Poursuivant son explication, notre interlocuteur engage également la responsabilité du Trésor public dans ces manquements. En effet, souligne-t-il, le Trésor public pour avoir autorisé le décaissement des montants au-delà de la limite plafonnée par le ministère des Finances, est en grande partie responsable de cette situation. « Le Trésor est en grande partie responsable de cette situation parce que s’il n’avait pas autorisé ces décaissements en espèces, on n’aurait jamais assisté à cette circulation d’argent liquide. Car, comme l’a rappelé la Cour des comptes, cela n’aurait jamais dû arriver parce que le Trésor fonctionne comme une banque. On n’avait pas besoin, en violation de la loi, d’aller prendre de l’argent en espèces pour le déposer dans une banque. Le Trésor aurait dû remettre des chèques ou procédé à des virements bancaires que de donner de l’argent liquide ».
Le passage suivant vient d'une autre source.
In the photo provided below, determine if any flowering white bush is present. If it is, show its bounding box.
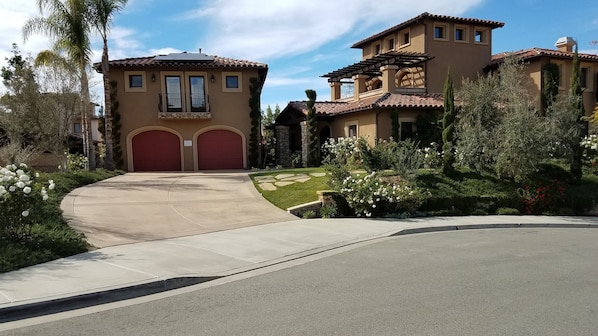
[339,172,423,217]
[0,163,55,237]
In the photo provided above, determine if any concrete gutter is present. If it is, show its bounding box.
[0,216,598,323]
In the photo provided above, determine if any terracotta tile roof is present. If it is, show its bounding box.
[287,93,444,116]
[492,48,598,64]
[351,12,505,48]
[378,93,444,108]
[94,56,268,72]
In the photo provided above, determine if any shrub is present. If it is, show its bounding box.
[301,210,316,219]
[320,204,337,218]
[0,163,55,239]
[339,172,424,217]
[496,208,521,215]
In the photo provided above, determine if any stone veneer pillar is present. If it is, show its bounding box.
[330,82,343,101]
[301,120,309,167]
[353,75,369,100]
[380,65,399,93]
[274,125,291,168]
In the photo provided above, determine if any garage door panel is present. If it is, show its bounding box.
[132,130,181,171]
[197,130,243,170]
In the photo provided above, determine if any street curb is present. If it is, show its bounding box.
[389,223,598,237]
[0,223,598,323]
[0,276,221,323]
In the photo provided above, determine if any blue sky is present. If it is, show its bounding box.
[0,0,598,108]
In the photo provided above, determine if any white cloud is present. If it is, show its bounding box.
[186,0,483,60]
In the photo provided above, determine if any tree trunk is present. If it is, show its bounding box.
[102,38,114,170]
[79,60,96,171]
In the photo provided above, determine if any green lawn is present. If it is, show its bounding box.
[250,168,330,210]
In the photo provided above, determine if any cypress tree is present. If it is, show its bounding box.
[249,77,262,168]
[305,90,319,167]
[442,68,455,175]
[390,109,401,141]
[569,45,587,182]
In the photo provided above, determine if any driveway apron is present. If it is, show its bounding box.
[61,171,297,247]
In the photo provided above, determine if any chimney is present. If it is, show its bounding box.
[554,36,577,52]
Réforme du mode de nomination du Dage
Loin de s’en tenir-là, notre interlocuteur plaide, pour éviter un tel scandale encore, le retour à l’orthodoxie dans la nomination mais aussi une dépolitisation de la fonction du Dage. Sous ce rapport, il préconise le retrait de la prérogative de nomination du Dage par le ministre comme cela se fait au niveau des Agences nationales où l’Agent comptable particulier (Acp) est nommé directement par le ministre des Finances. « Si nous voulons en finir avec les problèmes de la mal gouvernance des ressources publiques, nous devons dépolitiser la fonction de Dage comme on l’a fait avec les Acp (Agent comptable particulier) au niveau des agences ». Et de renseigner : « Nommé par le ministre des Finances, le directeur de l’Agence ne peut lui donner aucune instruction sauf une réquisition. Si le directeur lui demande de faire une dépense qui n’est pas prévue, l’Acp peut refuser d’exécuter. Dans ce cas, le directeur peut lui faire une réquisition écrite. Dans ce cas, l’Acp est obligé de s’exécuter, mais en gardant la réquisition pour prouver au besoin que c’est le directeur qui lui a demandé de faire cette dépense », ajoute encore notre source qui préconise tout simplement une réforme dans la nomination des Dage. « Il faudrait peut-être dans les réformes à venir, que les Dage dans les ministères soient nommés parmi les sortants de l’Ena (Ecole nationale d’administration –ndlr) de la hiérarchie A. Je n’ai rien contre les écoles privées supérieures où il y a beaucoup de diplômes qui circulent mais il faut qu’on revienne à l’orthodoxie d’avant. Que les Dage soient nommés directement parmi les sortants de l’Ena par le ministre des Finances ou par une autre autorité qui n’est pas le ministre. Si le Dage n’était pas nommé par son ministre, il serait peut-être beaucoup plus indépendant dans sa gestion. Car, il faut rappeler que c’est le ministre qui, en plus de le nommer à son poste, lui a aussi délégué par arrêté la gestion des crédits. Alors que rien n’interdit à ce ministre de confier la gestion des crédits à quelqu’un d’autre que le Dage dans son département ».
Pour la dépolitisation de la fonction du Dage
Au-delà des réformes dans la nomination des Dage, notre source préconise également la dépolitisation de la fonction du Dage. En effet, selon lui, toutes les dérives qu’on constate, aujourd’hui, sont en partie liées à l’engagement politique des directeurs généraux qui ont, avant tout, des militants à entretenir. « Tout le problème est que chaque ministre qui vient cherche un Dage qui, non seulement, est issu de sa région généralement mais aussi fait de la politique. C’est ça qui est dangereux puisque quand vous gérez, vous devez être loin de la politique », a fait remarquer notre source en donnant son propre exemple. « Moi, j’ai occupé ce poste pendant 10 ans et sous six ministres mais je n’ai jamais fait de la politique. Jamais mon ministre de tutelle ne s’est intéressé à la gestion. D’ailleurs, je me rappelle les premiers audits de l’Armp entre 2007 et 2008 quand le nouveau code des marchés de 2007 a été pris, il avait été déclaré champion de la bonne gouvernance par la presse. Donc, c’est quelqu’un quand même qui ne m’a jamais dit : fais ça, fais ceci, donne ça. Une fois qu’il m’a délégué le crédit en début d’année, il suivait bien naturellement, il demandait des explications tout simplement parce que quand il y aura un audit, c’est lui, le ministre qui sera cité alors que c’est le Dage qui a géré ».